(Zaman Al Wasl)- A military source has revealed the location of mass grave containing about 6000 bodies of opposition fighters, activists and detainees northeast of Damascus.
The heavy-guarded cemetery is located in a military zone near Baghdad Bridge at the Damascus-Latakia highway.
Air Force Intelligence and Fourth Mechanical Division surround the 6.5 hectares mass grave that was fenced in 2014, according to the source.
The regime army said Monday it had discovered a mass grave containing of 70 bodies in Douma, a former rebel stronghold north of Damascus, the state-run news agency reported.
At least 53,275 torture photographs smuggled out of Syria in August 2013 by a military defector code-named Caesar.
Caesar’s photographs show at least 6,786 detainees who died in detention or after being transferred from detention to a military hospital. The remaining photographs are of attack sites or of bodies identified by name as of government soldiers, other armed fighters, or civilians killed in attacks, explosions, or assassination attempts, according to Human Rights Watch.
Most of the 6,786 victims shown in the Caesar photographs were detained by just five intelligence agency branches in Damascus, and their bodies were sent to at least two military hospitals in Damascus between May 2011, when Caesar began copying files and smuggling them out of his workplace, and August 2013, when he fled Syria.
About 1.2 million Syrian citizens have been arrested and detained at some point in the regime’s detention centers, including 130,000 individuals who are still detained or forcibly disappeared by the Syrian regime, since the revolution erupted in March 2011, according to the Syrian Network for Human Rights.
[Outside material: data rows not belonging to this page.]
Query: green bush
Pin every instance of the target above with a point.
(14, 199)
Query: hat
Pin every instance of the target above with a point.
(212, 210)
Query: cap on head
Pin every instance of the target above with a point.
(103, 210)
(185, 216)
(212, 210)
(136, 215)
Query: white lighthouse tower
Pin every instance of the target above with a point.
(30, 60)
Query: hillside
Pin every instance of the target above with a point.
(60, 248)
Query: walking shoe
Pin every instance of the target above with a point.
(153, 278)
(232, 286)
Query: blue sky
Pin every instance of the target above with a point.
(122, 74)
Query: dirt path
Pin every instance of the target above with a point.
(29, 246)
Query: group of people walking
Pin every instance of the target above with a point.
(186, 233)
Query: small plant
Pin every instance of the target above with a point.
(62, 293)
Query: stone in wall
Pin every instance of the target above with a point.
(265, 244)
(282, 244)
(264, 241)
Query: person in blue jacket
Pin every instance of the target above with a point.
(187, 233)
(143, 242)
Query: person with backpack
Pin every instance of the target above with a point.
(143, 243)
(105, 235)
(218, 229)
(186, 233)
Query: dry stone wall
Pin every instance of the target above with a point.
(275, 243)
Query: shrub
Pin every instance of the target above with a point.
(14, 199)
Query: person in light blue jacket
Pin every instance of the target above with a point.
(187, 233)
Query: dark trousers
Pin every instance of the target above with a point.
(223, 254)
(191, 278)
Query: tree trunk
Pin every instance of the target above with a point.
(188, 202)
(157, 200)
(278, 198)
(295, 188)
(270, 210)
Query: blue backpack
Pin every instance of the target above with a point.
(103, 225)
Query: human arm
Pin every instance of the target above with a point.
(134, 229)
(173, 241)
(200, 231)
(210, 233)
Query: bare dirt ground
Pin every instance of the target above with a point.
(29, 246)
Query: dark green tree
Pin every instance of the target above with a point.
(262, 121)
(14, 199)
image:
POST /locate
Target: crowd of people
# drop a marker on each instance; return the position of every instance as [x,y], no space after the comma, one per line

The Detainees Association of Sednaya Prison released last November testimonies of torture survivors of the notorious detention facility.
According to the report, 100% of the detainees had been tortured physically and 97.8% had been tortured psychologically.
The nine-year-old war has claimed the lives of hundreds of thousands and forced 13 million people from their homes, half of whom have left their shattered homeland.